Wireless Mobile Adapter Utility - Nikon Corporation

It works as advertised, but…

WirelessMobileAdapterUtility-transfer

While the WU-1b works as intended it really falls short in the review department. Unlike other tethering solutions you don’t actually see the images as they come in to their App. Instead you see a progress bar and once the images are there you tap to review them. Also while the camera settings are displayed, there is no way to change them in the App. Look at this is merely a transfer utility and remote shutter. Also there is no native iPad support. Yes the app works on an iPad, but in the smaller phone size.

Shuttersnitch saves the day AGAIN!

shuttersnitch-WU-1b_iPad

Shuttersnitch is the App I use for All my wireless tethering to iPad needs.

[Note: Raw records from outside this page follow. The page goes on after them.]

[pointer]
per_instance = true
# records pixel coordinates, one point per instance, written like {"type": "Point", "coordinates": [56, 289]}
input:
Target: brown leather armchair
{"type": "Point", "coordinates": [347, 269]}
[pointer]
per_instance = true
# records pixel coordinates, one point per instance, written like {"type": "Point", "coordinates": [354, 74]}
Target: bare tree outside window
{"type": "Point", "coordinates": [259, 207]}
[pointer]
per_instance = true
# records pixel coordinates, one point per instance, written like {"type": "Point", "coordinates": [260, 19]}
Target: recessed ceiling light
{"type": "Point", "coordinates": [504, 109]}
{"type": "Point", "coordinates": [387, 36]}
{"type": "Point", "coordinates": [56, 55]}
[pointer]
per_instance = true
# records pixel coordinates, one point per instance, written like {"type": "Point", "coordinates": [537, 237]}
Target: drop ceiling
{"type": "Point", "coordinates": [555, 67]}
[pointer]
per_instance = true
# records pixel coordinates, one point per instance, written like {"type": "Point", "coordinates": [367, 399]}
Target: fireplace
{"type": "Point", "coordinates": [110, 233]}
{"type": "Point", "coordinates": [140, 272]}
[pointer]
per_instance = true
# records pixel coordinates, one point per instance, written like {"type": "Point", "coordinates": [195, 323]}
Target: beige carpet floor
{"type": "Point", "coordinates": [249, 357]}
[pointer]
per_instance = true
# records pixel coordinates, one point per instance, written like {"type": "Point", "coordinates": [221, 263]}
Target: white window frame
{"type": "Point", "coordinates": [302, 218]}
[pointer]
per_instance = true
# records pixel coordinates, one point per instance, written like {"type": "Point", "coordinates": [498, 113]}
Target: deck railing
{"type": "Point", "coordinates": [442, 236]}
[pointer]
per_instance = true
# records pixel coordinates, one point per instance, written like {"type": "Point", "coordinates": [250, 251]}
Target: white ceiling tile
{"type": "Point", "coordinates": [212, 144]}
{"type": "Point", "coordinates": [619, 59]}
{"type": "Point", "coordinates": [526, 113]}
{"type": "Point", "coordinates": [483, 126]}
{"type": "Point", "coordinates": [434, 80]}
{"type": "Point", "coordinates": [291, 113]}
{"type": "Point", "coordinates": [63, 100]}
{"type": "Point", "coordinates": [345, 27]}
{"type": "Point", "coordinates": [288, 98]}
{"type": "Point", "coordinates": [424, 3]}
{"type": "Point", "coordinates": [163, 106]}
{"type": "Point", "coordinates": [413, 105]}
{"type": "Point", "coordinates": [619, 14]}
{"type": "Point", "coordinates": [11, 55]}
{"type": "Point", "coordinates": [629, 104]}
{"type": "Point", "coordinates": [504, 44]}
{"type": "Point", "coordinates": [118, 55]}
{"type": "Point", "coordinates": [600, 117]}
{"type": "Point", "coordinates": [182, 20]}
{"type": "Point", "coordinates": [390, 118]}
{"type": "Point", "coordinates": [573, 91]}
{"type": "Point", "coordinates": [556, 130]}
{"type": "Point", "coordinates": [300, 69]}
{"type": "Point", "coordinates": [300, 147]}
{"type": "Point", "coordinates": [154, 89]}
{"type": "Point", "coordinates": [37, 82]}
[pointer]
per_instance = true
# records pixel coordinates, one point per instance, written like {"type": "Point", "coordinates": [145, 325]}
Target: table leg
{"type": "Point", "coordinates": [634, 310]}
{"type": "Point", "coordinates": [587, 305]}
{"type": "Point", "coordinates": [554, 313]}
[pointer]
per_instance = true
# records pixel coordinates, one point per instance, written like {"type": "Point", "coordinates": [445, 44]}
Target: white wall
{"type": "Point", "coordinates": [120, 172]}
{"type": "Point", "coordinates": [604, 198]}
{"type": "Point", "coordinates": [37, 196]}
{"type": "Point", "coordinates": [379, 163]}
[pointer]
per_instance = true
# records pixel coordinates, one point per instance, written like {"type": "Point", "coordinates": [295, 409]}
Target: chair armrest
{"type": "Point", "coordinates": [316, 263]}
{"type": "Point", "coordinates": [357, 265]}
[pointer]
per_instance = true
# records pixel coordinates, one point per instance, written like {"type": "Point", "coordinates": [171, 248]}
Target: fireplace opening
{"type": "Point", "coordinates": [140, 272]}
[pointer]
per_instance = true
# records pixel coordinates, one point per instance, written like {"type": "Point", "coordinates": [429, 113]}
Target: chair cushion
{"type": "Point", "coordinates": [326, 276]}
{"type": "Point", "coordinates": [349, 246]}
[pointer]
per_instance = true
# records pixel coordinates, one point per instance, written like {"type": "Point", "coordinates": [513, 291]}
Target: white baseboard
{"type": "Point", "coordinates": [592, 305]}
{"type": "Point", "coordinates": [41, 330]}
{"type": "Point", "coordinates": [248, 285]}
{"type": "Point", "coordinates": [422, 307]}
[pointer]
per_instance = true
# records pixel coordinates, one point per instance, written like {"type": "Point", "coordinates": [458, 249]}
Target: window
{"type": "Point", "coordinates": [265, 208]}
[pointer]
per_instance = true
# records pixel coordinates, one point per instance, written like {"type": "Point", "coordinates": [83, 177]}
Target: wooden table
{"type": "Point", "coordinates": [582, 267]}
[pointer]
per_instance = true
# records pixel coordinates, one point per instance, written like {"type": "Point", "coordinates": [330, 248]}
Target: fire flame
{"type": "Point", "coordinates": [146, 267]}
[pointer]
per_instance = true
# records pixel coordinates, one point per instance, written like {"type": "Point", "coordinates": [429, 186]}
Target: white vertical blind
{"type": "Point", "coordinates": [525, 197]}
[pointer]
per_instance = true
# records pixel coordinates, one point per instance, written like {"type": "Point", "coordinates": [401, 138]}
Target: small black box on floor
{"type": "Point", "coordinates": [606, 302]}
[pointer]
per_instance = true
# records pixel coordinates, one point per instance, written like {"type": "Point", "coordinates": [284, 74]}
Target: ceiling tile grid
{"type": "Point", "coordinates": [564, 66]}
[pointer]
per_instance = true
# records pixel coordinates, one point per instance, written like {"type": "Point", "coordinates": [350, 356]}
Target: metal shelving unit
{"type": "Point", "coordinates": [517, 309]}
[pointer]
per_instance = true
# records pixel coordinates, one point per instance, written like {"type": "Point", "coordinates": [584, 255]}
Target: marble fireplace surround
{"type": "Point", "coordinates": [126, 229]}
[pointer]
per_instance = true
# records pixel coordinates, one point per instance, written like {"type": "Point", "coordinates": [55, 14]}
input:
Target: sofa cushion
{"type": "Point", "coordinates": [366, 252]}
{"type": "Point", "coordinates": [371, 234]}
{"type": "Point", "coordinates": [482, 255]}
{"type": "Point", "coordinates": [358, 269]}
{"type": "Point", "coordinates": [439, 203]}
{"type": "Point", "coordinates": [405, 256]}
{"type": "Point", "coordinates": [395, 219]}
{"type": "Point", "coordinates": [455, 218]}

It works with the Eye-Fi cards and it works with the Nikon WT-5a module. The good news is that it also works with the WU-1b module. Unlike the bear bones Nikon Utility, Shuttersnitch gives you a great way to review your images as you take them, star rate them, geotag them and share them via email, social media and cloud storage such as Dropbox or any FTP/WebDAV location. It’s a professional App! I remembered that a recent update of the App mentioned support of the WU-1b module and sure nuff it works great! I had to simply turn on support for the module in the settings and just start shooting. The images came in as usual.

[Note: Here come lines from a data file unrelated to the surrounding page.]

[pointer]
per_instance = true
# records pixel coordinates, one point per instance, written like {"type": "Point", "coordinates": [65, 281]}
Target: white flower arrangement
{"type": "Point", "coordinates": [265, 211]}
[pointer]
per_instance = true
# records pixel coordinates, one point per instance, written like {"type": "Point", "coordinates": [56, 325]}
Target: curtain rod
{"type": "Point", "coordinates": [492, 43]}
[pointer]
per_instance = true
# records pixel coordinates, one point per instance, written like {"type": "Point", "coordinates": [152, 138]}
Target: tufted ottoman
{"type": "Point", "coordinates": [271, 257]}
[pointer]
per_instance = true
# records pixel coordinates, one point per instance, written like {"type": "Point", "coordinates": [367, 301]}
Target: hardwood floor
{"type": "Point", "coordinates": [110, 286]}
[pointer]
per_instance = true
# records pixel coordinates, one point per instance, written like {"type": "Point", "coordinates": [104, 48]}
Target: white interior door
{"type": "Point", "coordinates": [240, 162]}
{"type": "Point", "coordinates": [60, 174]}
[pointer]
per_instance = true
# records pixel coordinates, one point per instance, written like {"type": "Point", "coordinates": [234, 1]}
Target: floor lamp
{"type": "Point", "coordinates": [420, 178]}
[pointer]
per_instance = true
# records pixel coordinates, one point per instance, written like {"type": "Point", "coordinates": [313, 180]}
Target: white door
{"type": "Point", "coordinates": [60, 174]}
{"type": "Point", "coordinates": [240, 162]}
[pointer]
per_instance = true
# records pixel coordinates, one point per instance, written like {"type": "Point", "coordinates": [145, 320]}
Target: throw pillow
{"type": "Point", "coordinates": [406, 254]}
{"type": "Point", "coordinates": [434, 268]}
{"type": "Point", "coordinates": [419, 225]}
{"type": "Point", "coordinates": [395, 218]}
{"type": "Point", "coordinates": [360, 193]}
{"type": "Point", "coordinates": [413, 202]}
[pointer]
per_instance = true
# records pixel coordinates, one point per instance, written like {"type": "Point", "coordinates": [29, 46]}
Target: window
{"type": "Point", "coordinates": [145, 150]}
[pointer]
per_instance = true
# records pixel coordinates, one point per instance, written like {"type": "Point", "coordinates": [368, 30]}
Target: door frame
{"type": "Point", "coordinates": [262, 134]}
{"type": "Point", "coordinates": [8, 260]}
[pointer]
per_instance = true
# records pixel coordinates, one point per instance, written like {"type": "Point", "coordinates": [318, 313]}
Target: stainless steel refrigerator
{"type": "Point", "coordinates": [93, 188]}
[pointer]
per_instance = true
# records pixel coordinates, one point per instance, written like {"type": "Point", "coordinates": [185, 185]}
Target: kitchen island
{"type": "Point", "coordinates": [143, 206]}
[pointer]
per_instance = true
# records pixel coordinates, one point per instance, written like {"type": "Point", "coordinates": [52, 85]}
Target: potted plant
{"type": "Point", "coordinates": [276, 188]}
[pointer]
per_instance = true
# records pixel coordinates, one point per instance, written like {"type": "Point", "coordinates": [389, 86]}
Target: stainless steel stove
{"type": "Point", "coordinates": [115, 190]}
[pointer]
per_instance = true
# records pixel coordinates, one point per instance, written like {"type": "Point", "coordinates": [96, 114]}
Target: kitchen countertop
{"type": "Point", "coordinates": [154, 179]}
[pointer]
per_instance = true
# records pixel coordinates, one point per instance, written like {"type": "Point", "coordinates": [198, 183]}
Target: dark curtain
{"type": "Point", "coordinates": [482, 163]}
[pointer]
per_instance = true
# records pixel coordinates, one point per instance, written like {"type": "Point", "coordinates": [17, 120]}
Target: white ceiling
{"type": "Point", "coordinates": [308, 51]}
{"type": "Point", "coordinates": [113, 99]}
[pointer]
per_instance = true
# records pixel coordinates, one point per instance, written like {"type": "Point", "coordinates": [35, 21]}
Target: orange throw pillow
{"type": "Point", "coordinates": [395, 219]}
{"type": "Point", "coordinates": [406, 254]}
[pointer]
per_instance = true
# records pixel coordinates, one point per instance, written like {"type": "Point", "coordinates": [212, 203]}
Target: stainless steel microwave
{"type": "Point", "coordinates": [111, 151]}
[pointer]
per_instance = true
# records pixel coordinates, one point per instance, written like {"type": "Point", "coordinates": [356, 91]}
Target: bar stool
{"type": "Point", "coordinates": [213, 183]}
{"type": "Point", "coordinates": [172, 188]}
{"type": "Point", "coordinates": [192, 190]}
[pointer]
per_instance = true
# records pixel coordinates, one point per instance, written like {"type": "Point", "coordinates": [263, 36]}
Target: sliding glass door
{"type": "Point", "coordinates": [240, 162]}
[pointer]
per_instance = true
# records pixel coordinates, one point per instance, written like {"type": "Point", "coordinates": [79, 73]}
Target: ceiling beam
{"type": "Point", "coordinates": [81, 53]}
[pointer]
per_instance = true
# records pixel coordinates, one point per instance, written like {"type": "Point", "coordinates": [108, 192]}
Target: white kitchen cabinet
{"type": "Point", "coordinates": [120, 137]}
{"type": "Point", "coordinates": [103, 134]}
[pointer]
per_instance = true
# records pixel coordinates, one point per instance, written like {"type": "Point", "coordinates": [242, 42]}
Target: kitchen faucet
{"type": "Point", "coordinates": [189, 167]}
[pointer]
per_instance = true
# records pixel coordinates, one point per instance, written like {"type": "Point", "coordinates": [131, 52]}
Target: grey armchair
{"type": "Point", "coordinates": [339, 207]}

Shuttersnitch for iPhone and iPad

ShutterSnitch - 2ndNature

 

The Bottom Line

For the price, there’s really no reason not to get the WU-1b module if you have a Nikon D600. It provides a pretty painless way to get images from your Nikon D600 wirelessly to your smartphone and it can work anywhere since it creates its own ad-hoc network. Add the Shuttersnitch App and you’ll be even happier with it. Oh yeah, one more thing: Nikon can you please explain why the Nikon WT-5a (for the Nikon D4) costs $500 more than the WU-1b (for the Nikon D600)? Is there really $500 more technology in the WT-5a? I’m thinking not! Yes I see the price is coming down on it from the outrageous $877 that I originally paid, but really? c-mon!




  • http://www.ronnieboehm.com Ronnie Boehm

    Thanks Terry. What are the advantages to the eye-fi cards? The price difference is pretty huge for something that (to me) seems to do the same. Did I miss something?
    Greetings from Vienna,
    Ronnie

    • http://terrywhite.com Terry White

      Eye-fi cards work in most all SD slots.
      They offer more transfer options to diff destinations including computers.
      They can be configured for ad-hoc AND to join your network to provide greater range.
      They can transfer RAW files.
      They can geotag your photos.

      • malez

        so i guess there’s really no reason to get the wu-1b over the eyefi cards?

  • DAve Cheatham

    Terry…I bought the D600 and an new XE1…do I buy the Nikon wireless or the Eyefi…with Shuttersnitch. Which are you going to use standard on your D600? Should I get Eyefi that works on both?

    • http://terrywhite.com Terry White

      I would go with the Eye-Fi. It’s always in my 2nd slot. I don’t have to think about it.

  • http://www.rhmimages.com robin

    Great review. Thank you for all the info. I have been a big Eye-Fi user (own 3 cards) but I found it way too slow to transmit the D600 RAW files to my home computer when I shoot 200 in a day.

  • Numbers6

    It’s only $69.99 now, what’s this $877 ?? HK dollars?